少し奇妙に見えるのは、民主党が言い出したフリー記者証人喚問容認発言で、これは少し裏を読む必要があるだろう。西澤孝に国会に出て来られて全てを喋られたらいちばん困るのは前原誠司のはずで、だからこそ、これまで仲介者の名前も出さずに隠し続けてきたわけだが、ここに来て証人喚問を容認するというのは、自民党と前原誠司と西澤孝の間で何らかの「芝居」の台本が一本出来上がったからなのだろうか。何れにしても、検証チームの結果発表をズルズルと先送りしたままで、しかも懲罰委員会の結論が単に三十日間の登院停止でお咎めなしでは国民が納得するわけがなく、そこで何か国民を納得させる「イベント」が必要になって、西澤孝に国会で何か喋らせるということだろう。無論、西澤孝の病院入りという「芝居」のやり方もあるわけで、国民の憎悪を西澤孝と永田寿康の二人に集中させて、言い訳の体面をつけた格好の前原誠司がのうのうと生き延びるという作戦はある。
が、果たしてそううまくいくか。前原誠司と民主党が真相をうやむやにして隠そうとすればするほど、国民は偽メール事件の真実を知りたがるわけで、この問題への関心の圧力がそれほど急速に低下するとは思わない。この件に関連して、馬渕澄夫のブログに
面白い記事が載っていて、3月8日の日記だが、2/27の週のある夜に馬渕澄夫が野田佳彦を連れ出して神楽坂のバーで酒を飲みながら偽メール事件について話を聞く場面が登場する。記事では具体的なことは何も書いておらず、ただ野田佳彦が「「イヤー、いろいろあったけど、墓場まで持ってくしかねぇなー。」と言ったと書き、そして馬渕澄夫が「私などが知らないことが本当にいろいろあるのだろう」と書いて終わっているのだが、私はこれは嘘だと思う。野田佳彦は馬渕澄夫に全て真相を話したのだろう。野田佳彦というのは、嘘つきのワルばかりが揃った民主党の中では他人に嘘をつくのが下手な正直者のところがある。

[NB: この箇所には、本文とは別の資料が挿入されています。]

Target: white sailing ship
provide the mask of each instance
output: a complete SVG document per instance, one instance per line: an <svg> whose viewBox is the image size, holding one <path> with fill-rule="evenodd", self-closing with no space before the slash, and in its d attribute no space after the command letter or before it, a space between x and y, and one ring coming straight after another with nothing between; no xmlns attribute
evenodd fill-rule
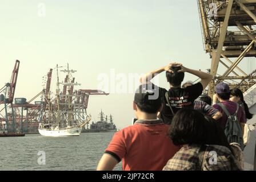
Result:
<svg viewBox="0 0 256 182"><path fill-rule="evenodd" d="M81 84L75 83L72 73L76 71L67 70L61 72L66 73L64 82L59 82L58 68L57 67L57 83L56 94L52 97L50 92L52 69L48 73L46 88L42 95L42 105L40 113L41 123L38 131L40 134L47 136L79 136L83 126L91 119L86 113L86 104L79 91L73 92L74 87ZM62 85L63 90L60 90Z"/></svg>

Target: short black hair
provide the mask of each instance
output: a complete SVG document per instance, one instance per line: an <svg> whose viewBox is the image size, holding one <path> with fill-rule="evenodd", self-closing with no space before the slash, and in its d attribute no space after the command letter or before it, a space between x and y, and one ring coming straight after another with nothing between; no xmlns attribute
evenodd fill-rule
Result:
<svg viewBox="0 0 256 182"><path fill-rule="evenodd" d="M217 144L229 147L224 131L218 125L215 120L198 111L182 109L173 119L170 136L175 146Z"/></svg>
<svg viewBox="0 0 256 182"><path fill-rule="evenodd" d="M199 98L199 100L203 102L205 102L209 104L209 105L211 105L211 98L208 96L202 96Z"/></svg>
<svg viewBox="0 0 256 182"><path fill-rule="evenodd" d="M181 85L181 82L184 80L184 72L178 72L181 69L180 67L171 67L171 69L173 73L166 72L166 78L167 81L174 86L178 86Z"/></svg>
<svg viewBox="0 0 256 182"><path fill-rule="evenodd" d="M230 93L217 93L217 94L219 98L225 101L229 100L229 98L230 98Z"/></svg>
<svg viewBox="0 0 256 182"><path fill-rule="evenodd" d="M149 114L157 113L162 106L162 103L154 105L139 102L135 102L135 104L140 110Z"/></svg>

2/26の「サンデープロジェクト」でも、田原総一朗が突っ込んで聴き出せば、弱気になって少し真相を漏らしそうな気配はあった。野田佳彦が神楽坂のバーで「
墓場まで持ってくしかねぇなー」と言ったのは事実だろう。だが、その墓場まで持っていく話の中身を馬淵澄夫は野田佳彦から実際に聴き出したはずだ。記事では表面上は何も聞かなかったことにしているが、それは一般読者向けの「公開情報」であり、実はこのブログ記事は意味があって、俺は野田佳彦から偽メール事件の真相を全部聴いたぞという「事実」を民主党の執行部や議員たちに伝えているのだ。政治的なシグナルなのである。俺は真実を知っているぞという立場宣言であり、聴きに来たら教えてやってもいいぞという政治的暗号でもある。野田佳彦は馬渕澄夫から呼び出しの電話がかかってきたとき、当然、この誘いは偽メール事件の情報収集だろうと分かったはずだし、それに応じて出掛けたということは、情報提供に応じたということである。
神楽坂で会談を持った日付は記されてないが、2/27には野田佳彦は国対委員長を辞任していて、その直後ということになるだろう。「墓場まで持っていくしかない」とまで野田佳彦に言わせているのだから、コトは単純な話ではないのだ。沈黙を守り続けなければ党が潰れるほどの重大事件だという意味が含まれている。だから偽メール事件は、単に西澤孝がガセネタを週刊誌に売り損なって、それを民主党に売ってカネを儲けたというような簡単な話ではない。カネが動機ではない。西澤孝が事件の起点でもない。メール捏造は永田寿康自身が最初から関与している。西澤孝が週刊誌に売り込んだのは、永田寿康や原口一博と議員会館で国対戦略会議を開いて、ライブドア事件に絡めて武部勤追及の「企画」を相談した後だ。武部追及の大きなプロジェクトの一環としてメールを週刊誌に持ち込んだのだ。カネ目当てではない。それは平沢勝栄の作り話だ。偽メールは偶発的なものではなく計画的なものである。
そこには前原誠司も何がしか絡んでいる。偽メールの計画性と前原誠司の関与、それこそが野田佳彦の言う「墓場まで持っていく」秘密である。